Although formally established as a system for unarmoured fighting, the techniques maintained an awareness of the demands and tactics of armoured fighting, making the techniques adaptable to such circumstances.

The transmission of the system passed out of the Ono family briefly and was maintained by the feudal lord Tsugaru Nobumasa. The second headmaster from this family taught Ono Tadakata, allowing the Ono family to continue preserving the line while the Tsugaru family continued their practice of the art, thereby having two families maintain the main line of the Ono-ha Ittō-ryū tradition thereafter. The Tsugaru family also taught the system to members of Yamaga family, and they worked together to preserve the line of their art.

Sasamori Junzo, a well known and high ranking kendo practitioner, succeeded the system as the 16th headmaster during the Taishō period, followed by his son, Sasamori Takemi as the 17th headmaster, and Yabuki Yuji as the 18th and current headmaster. Reigakudō (礼楽堂) is the name of his headquarters school, which was founded by Sasamori Junzo in Setagaya, Tokyo, Japan.

==Mizoguchi-ha Ittō-ryū==
Mizoguchi-ha Ittō-ryū (溝口派一刀流) was founded by Mizoguchi Shingoemon Masakatsu, who was a student of the second headmaster of Ono-ha Ittō-ryū, Ono Jiroemon Tadatsune, before creating his own style, the Mizoguchi-ha.
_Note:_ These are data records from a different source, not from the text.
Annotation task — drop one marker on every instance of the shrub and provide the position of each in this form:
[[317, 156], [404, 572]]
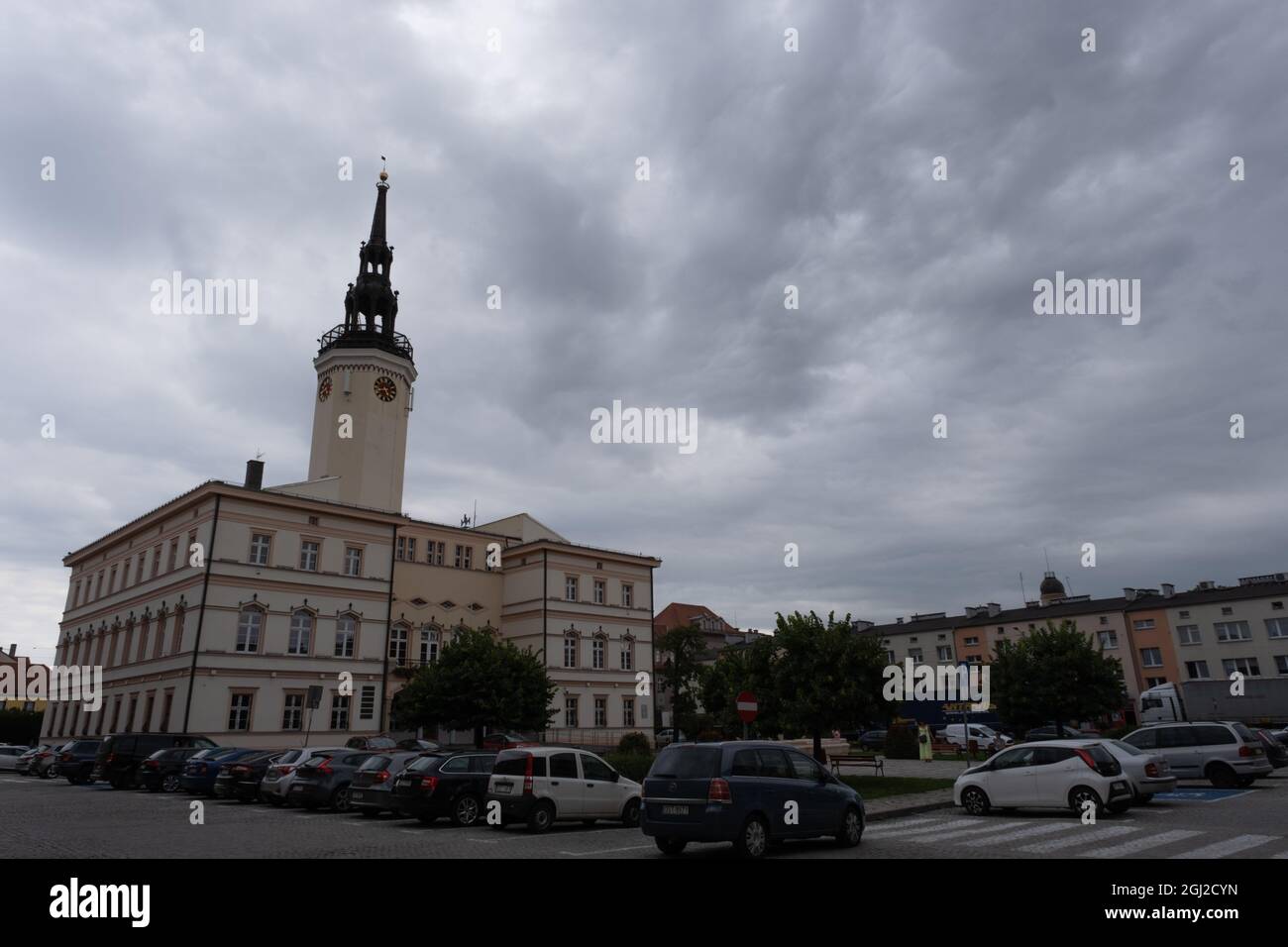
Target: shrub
[[634, 744]]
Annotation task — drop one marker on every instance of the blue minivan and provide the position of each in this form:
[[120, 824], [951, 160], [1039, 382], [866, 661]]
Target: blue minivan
[[750, 792]]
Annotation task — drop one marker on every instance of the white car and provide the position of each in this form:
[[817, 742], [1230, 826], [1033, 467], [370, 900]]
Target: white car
[[1147, 772], [279, 776], [1055, 775], [542, 785]]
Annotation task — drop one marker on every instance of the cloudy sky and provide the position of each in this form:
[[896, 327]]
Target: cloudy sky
[[516, 167]]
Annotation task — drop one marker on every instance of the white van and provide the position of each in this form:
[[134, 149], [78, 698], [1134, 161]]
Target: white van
[[986, 737]]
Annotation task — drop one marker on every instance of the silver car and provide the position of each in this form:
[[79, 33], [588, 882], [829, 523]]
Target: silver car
[[1147, 772], [1227, 754]]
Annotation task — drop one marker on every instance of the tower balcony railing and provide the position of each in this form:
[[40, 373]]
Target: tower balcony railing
[[348, 337]]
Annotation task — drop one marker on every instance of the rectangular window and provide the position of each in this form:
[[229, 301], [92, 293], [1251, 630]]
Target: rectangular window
[[292, 711], [239, 712], [261, 543], [1233, 631], [339, 712]]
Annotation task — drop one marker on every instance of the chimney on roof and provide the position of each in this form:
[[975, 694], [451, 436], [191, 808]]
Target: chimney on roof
[[254, 474]]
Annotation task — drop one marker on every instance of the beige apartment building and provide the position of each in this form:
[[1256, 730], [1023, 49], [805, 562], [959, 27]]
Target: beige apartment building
[[226, 608]]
Ito Masamori, a student of Mizoguchi's, visited the Aizu clan and taught Edamatsu Kimitada an incomplete version of the art. Ikegami Jozaemon Yasumichi, a student of Edamatsu, was sent by the daimyō (feudal lord) to study the sword methods to be found in Edo (present-day Tokyo). Combining methods learned there with the original teachings of Mizoguchi-ha Ittō-ryū, he created a distinct Aizu line of the Mizoguchi-ha school with many significant differences in technique. This is the line that survives today, as the original line has disappeared.

Watching a demonstration of the Mizoguchi-ha Ittō-ryū it easily distinguishable from its parent art, the Ono-ha Ittō-ryū, and the Nakanishi-ha and Itto Shoden Muto-ryū. The kata used in these styles bear a close resemblance to each other. The Mizoguchi-ha at times looks like an entirely different art rather than just a different branch of the Ittō school, although employing some similar tactics. Many of the kata seem more overtly instructive in their orientation, teaching tactics to the left and then to the right.

The curriculum consists of five long-sword and three short-sword techniques with omote (outside/surface) and ura (inner/more sophisticated) versions. Being a traditional school of the Aizu clan, which was based in Fukushima, it is currently maintained by the Fukushima prefecture and local kendo federations. There is also a group of practitioners in Kōbukan kendo club (Nakano, Tokyo) led by Hiroshi Ozawa sensei that regularly demonstrates Mizoguchi-ha Ittō-ryū at annual Kyoto Enbu Taikai.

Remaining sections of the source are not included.